His new movie Sunset it is as miserable as Franco’s reputation suggests and as fascinating. While vacationing with his family at a high-quality Mexican resort, British slaughterhouse tycoon Neil (Tim Roth) seems to be moving away from his surroundings. Something does not work, but not necessarily in this typical way of judging middle age.

When Neil’s family suddenly has to return home to attend a funeral, Neil finds an excuse for losing his passport and quickly decides to make a new life out of the bubble of his privileges. As his family begs him to return home, Neil loses himself in cheap bars and shabby hotels, eventually starting a somewhat absurd relationship with a young local (Iazua Larios).
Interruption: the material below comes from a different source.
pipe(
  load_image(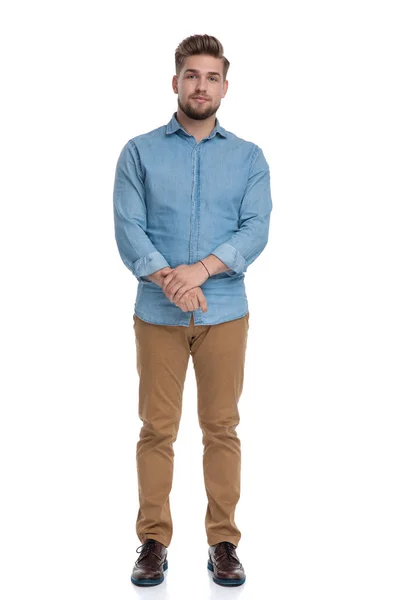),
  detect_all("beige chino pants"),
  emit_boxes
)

There is a reversal that reaches two thirds Sunset which will either make you angry or make you laugh, realizing all the suspicions that Franco had fallen to that point. And so far in this review, you probably already know which way to go. At my end, Sunset works – Franco sells his story with the right evil, while Roth (who reunites here with Chronic director) manages to find a strange pain in a man who sleeps in life. It may be the best work of the actor’s long career – or at least the most carefully controlled.

If you’re still curious, the short run time of the movie will help you seal the pitch. Unlike Neil’s trip to Mexico, you do not need to stay with him Sunset more than you would like.